Border nodes connect the fabric to external networks and BGP is the recommended protocol to run on the boundary. Border nodes are also responsible for SGT propagation outside of the fabric.

Cisco SD-Access External Connectivity via Border Nodes
Figure 3. SD-Access External Connectivity

There are 3 types of border nodes in SD-Access:

  • External. Default exit from fabric with no specific routes injection
  • Internal. Gateway only for a set of networks, such as shared services prefixes
  • Anywhere. Combination of external and internal functionality

With multiple virtual networks overlaid on top of the SD-Access fabric, isolation on the fabric border is achieved with the use of VRFs.

Access to shared services, such as Cisco DNA Center, WLC controllers, DNS and DHCP servers are required from both underlay and overlay. Such access can be provided by connecting fusion routers to border nodes with VRF-lite. Fusion routers perform route leaking between VRFs to provide reachability information to the shared services from the fabric.

WLC-related protocols

Fabric-integrated WLCs run traditional control plane protocols, such as CAPWAP tunneling from APs to the WLC. However, CAPWAP tunnels are not used for data traffic and WLC doesn’t participate in user traffic forwarding.

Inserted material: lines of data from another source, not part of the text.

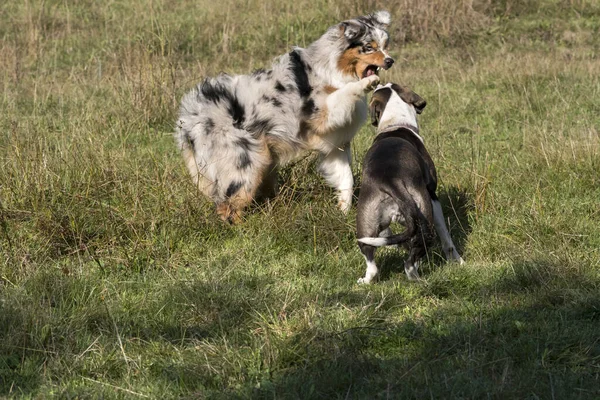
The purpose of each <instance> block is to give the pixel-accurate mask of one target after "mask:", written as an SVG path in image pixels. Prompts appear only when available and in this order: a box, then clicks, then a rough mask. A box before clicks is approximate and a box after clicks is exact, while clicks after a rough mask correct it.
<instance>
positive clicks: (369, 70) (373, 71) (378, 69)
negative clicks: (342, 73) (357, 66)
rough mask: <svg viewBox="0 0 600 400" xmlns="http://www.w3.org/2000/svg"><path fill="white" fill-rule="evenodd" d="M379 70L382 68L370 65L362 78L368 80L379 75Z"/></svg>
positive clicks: (376, 65)
mask: <svg viewBox="0 0 600 400" xmlns="http://www.w3.org/2000/svg"><path fill="white" fill-rule="evenodd" d="M379 70H380V68H379V67H378V66H377V65H369V66H368V67H367V68H365V71H364V72H363V76H362V77H363V78H366V77H368V76H371V75H377V73H378V72H379Z"/></svg>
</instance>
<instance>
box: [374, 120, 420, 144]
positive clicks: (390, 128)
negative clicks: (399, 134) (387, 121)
mask: <svg viewBox="0 0 600 400" xmlns="http://www.w3.org/2000/svg"><path fill="white" fill-rule="evenodd" d="M398 129H406V130H407V131H410V132H411V133H412V134H413V135H415V136H416V137H417V139H419V140H420V141H421V143H423V138H422V137H421V135H419V128H417V127H415V126H413V125H409V124H402V123H400V124H392V125H388V126H386V127H385V128H383V129H382V130H380V131H379V130H378V131H377V136H379V135H381V134H382V133H387V132H392V131H396V130H398Z"/></svg>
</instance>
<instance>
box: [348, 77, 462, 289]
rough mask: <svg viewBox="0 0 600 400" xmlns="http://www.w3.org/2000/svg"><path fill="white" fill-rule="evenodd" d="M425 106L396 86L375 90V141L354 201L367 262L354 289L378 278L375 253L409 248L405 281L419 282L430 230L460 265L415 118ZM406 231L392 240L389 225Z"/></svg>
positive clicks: (392, 86) (421, 102)
mask: <svg viewBox="0 0 600 400" xmlns="http://www.w3.org/2000/svg"><path fill="white" fill-rule="evenodd" d="M425 105H426V102H425V100H423V99H422V98H421V97H419V95H417V94H416V93H415V92H413V91H411V90H410V89H408V88H406V87H401V86H399V85H397V84H394V83H388V84H387V85H385V86H382V85H379V87H377V89H375V92H374V93H373V97H372V99H371V103H370V113H371V118H372V121H373V125H375V126H377V136H376V137H375V140H374V141H373V145H372V146H371V148H370V149H369V151H368V152H367V154H366V155H365V159H364V167H363V175H362V185H361V188H360V195H359V197H358V205H357V215H356V237H357V238H359V239H358V246H359V247H360V251H361V252H362V254H363V256H364V257H365V260H366V262H367V271H366V273H365V276H364V277H363V278H360V279H359V280H358V283H370V282H371V281H372V280H373V278H374V277H375V276H376V275H377V273H378V272H379V271H378V269H377V265H375V249H376V248H377V247H379V246H390V245H403V246H406V247H407V248H408V251H409V255H408V259H407V260H406V262H405V264H404V270H405V272H406V275H407V276H408V278H409V279H416V278H418V277H419V274H418V267H419V260H420V259H421V258H422V257H423V256H424V255H425V253H426V251H427V247H429V245H430V244H431V242H432V240H433V227H434V226H435V230H436V231H437V234H438V236H439V237H440V239H441V242H442V248H443V250H444V253H445V255H446V259H448V260H455V261H458V262H459V263H461V264H462V263H463V260H462V258H461V256H460V255H459V254H458V252H457V251H456V247H455V246H454V243H453V242H452V238H451V237H450V233H449V232H448V228H447V227H446V223H445V222H444V214H443V213H442V207H441V205H440V202H439V201H438V198H437V195H436V193H435V191H436V188H437V173H436V170H435V165H434V164H433V160H432V159H431V157H430V156H429V153H428V152H427V150H426V149H425V145H424V144H423V139H422V138H421V136H420V135H419V126H418V124H417V114H420V113H421V112H422V111H423V109H424V108H425ZM392 222H399V223H400V224H402V225H404V226H405V228H406V229H405V231H404V232H402V233H400V234H397V235H392V234H391V231H390V229H389V226H390V223H392Z"/></svg>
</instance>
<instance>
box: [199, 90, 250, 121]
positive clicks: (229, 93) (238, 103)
mask: <svg viewBox="0 0 600 400" xmlns="http://www.w3.org/2000/svg"><path fill="white" fill-rule="evenodd" d="M200 94H202V96H204V98H205V99H207V100H209V101H212V102H213V103H214V104H215V105H217V104H219V103H220V102H224V103H225V104H226V106H227V111H228V112H229V115H231V118H232V119H233V126H234V127H236V128H238V129H241V127H242V124H243V123H244V119H245V114H246V112H245V110H244V107H243V106H242V105H241V104H240V102H239V100H238V98H237V96H236V95H235V93H232V91H231V89H229V88H227V87H225V86H224V85H223V84H221V83H220V82H218V81H217V82H215V83H211V82H210V81H209V80H208V79H207V80H205V81H204V82H202V85H201V86H200V90H199V92H198V97H200Z"/></svg>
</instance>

When a client connects to a fabric enabled access point, the LISP registration process is different from described above for wired clients. With fabric APs, registration is not performed by the access point or the edge switch. Instead, WLC performs proxy registration with the LISP Map-Server in HTDB. If a wireless client roams, WLC ensures that the LISP mapping is updated.